Not only that, the Souders family didn’t discuss many affairs outside of tasks at hand.

“My family was a very closed family,” Jeff Souders said. “They never talked about anything.”

But about 30 years ago, Souders’ grandmother, Josephine, an Ohio native, talked about a few things as she was dying from an illness.

One of the topics was racing.

About a week before her death, she reminisced about various topics of her life and happened to mention that a relative, many years before, had accomplished something at a racetrack somewhere.

“She said something about somebody in the family winning a race, a big race somewhere,” said Souders, who found out a short time later that the relative was his great-great-grandfather, a man named George Souders.

In 1927, he won the Indianapolis 500.

Jeff Souders had never heard of George, had barely heard of the 500, and to this day knows next to nothing about his relative’s historic accomplishment. He’s asked about it a lot and politely tells all inquisitors he just doesn’t have much information to pass on.
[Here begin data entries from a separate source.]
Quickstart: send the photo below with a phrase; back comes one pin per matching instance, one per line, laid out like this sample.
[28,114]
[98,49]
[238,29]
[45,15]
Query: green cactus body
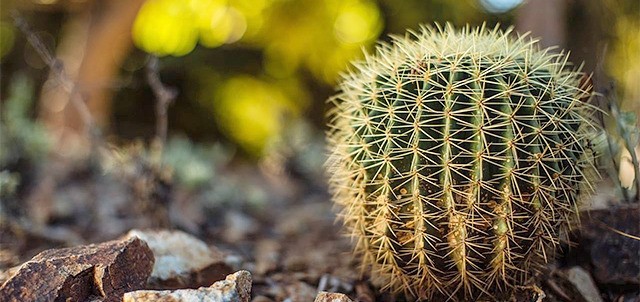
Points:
[457,158]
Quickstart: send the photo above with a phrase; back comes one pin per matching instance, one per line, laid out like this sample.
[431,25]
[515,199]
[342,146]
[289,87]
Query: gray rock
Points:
[235,288]
[332,297]
[182,259]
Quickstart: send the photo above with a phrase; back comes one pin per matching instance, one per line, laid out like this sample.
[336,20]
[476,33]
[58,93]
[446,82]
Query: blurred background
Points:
[84,86]
[89,88]
[245,71]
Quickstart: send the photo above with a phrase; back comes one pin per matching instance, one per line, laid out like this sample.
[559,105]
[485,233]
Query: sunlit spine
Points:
[458,159]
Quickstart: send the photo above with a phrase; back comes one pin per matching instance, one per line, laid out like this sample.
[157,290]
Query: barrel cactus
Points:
[457,158]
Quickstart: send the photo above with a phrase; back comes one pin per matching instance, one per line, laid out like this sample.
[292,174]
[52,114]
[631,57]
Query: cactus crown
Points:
[458,158]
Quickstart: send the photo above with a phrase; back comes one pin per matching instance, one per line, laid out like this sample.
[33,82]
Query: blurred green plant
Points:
[194,166]
[9,182]
[21,137]
[294,37]
[618,145]
[7,37]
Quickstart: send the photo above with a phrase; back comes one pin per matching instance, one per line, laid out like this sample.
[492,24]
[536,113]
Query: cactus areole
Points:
[458,158]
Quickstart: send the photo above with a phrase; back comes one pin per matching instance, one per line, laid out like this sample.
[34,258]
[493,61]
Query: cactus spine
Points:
[458,158]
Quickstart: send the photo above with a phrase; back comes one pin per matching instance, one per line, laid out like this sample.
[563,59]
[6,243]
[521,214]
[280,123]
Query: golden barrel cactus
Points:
[457,158]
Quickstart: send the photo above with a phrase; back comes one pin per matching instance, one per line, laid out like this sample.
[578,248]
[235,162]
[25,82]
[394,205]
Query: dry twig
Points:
[164,97]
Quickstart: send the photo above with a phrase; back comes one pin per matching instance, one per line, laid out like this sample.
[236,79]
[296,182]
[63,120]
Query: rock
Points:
[267,254]
[235,288]
[182,260]
[102,271]
[332,297]
[582,282]
[608,238]
[261,299]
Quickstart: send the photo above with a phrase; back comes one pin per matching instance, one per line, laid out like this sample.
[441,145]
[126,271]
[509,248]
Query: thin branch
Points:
[57,69]
[165,96]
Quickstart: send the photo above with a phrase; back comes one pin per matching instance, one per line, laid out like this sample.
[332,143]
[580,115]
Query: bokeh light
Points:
[500,6]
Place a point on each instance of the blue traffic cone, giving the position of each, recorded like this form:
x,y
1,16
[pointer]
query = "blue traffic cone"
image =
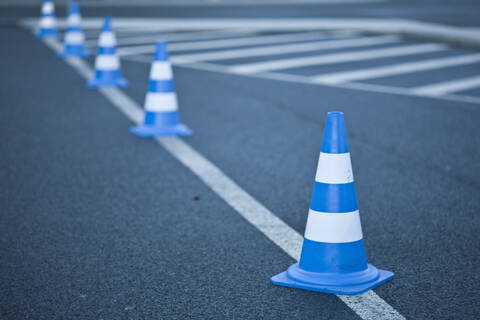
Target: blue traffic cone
x,y
74,37
107,64
161,107
333,256
47,25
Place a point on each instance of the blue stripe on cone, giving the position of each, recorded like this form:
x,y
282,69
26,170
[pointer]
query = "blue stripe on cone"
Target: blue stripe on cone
x,y
161,123
161,86
334,197
106,50
333,267
107,78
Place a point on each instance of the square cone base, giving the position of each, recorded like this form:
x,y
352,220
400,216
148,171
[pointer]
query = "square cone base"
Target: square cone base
x,y
150,131
283,279
97,83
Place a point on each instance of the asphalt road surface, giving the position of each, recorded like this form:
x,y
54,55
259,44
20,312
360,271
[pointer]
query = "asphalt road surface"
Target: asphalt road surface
x,y
96,223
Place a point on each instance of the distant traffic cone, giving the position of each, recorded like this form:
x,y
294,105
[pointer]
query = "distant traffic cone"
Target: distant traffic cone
x,y
74,37
107,64
333,255
47,24
161,108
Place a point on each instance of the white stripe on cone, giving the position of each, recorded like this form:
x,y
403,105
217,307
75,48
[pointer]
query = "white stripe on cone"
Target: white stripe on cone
x,y
107,39
333,227
74,20
74,37
107,62
161,102
161,70
47,22
334,168
47,8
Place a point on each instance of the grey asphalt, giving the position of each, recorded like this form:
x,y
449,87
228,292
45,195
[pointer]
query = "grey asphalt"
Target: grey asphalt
x,y
98,224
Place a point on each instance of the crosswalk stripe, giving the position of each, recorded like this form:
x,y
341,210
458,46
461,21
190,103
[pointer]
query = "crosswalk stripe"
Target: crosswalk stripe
x,y
282,49
238,42
396,69
336,58
278,38
184,36
441,88
172,37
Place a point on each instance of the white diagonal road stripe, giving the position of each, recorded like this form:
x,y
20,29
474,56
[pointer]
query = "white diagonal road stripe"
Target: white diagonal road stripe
x,y
396,69
282,49
336,58
239,42
369,306
441,88
151,39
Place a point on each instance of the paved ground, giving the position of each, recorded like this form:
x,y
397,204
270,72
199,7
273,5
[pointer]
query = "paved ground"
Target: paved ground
x,y
98,224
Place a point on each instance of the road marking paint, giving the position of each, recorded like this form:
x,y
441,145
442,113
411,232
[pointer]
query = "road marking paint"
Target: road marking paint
x,y
308,80
369,306
442,88
265,39
397,69
289,63
285,48
185,36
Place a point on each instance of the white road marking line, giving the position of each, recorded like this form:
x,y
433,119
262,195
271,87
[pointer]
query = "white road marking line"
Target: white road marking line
x,y
446,87
285,48
179,37
307,80
369,306
289,63
397,69
214,44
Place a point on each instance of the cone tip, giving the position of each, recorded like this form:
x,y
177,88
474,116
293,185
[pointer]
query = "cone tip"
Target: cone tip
x,y
106,24
161,53
335,136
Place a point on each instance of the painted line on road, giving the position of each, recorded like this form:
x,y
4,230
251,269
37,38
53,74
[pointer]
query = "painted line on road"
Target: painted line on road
x,y
334,58
240,42
397,69
369,306
175,36
441,88
284,49
308,80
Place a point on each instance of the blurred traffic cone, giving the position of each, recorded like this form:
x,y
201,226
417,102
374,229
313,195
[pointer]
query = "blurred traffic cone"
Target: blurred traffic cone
x,y
333,255
74,37
161,109
47,25
107,64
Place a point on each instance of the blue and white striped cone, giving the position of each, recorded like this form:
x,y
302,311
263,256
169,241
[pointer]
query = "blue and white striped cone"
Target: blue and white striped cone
x,y
107,63
161,107
47,24
74,37
333,256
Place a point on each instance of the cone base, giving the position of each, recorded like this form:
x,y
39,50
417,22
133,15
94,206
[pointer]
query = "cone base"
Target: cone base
x,y
97,83
150,131
312,282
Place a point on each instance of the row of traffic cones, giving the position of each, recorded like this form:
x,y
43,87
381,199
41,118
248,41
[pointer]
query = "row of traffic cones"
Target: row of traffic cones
x,y
333,258
161,106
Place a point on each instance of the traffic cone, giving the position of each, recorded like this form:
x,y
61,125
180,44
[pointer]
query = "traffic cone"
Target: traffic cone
x,y
74,37
107,64
161,108
47,25
333,255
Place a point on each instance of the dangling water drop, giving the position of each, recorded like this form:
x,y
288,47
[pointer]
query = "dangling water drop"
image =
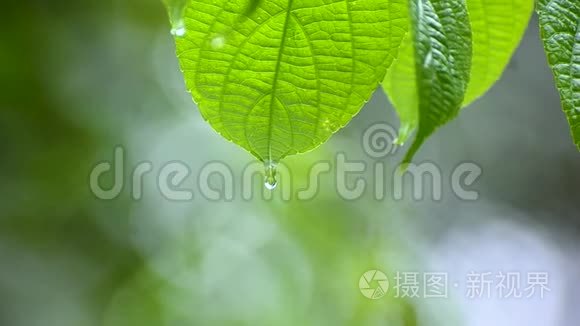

“Is it cool? Yeah, but I don’t know anything else,” said Souders, a long-time Franklin resident and pastor of Franklin Christian Fellowship church.

Souders, 57, moved to Franklin 28 years ago. He was not, and is not, a race fan and was not, and is not, awed by his great-great-grandfather’s place in Indy 500 history.

But after becoming better acquainted with race’s tradition, he does have an appreciation for why people are interested in George Souders — or in any driver who has won the Indy 500.

Souders was interested enough in George to finally visit the Indianapolis Motor Speedway Hall of Fame Museum in the early 1990s but still knows very little about the relative he never knew at all.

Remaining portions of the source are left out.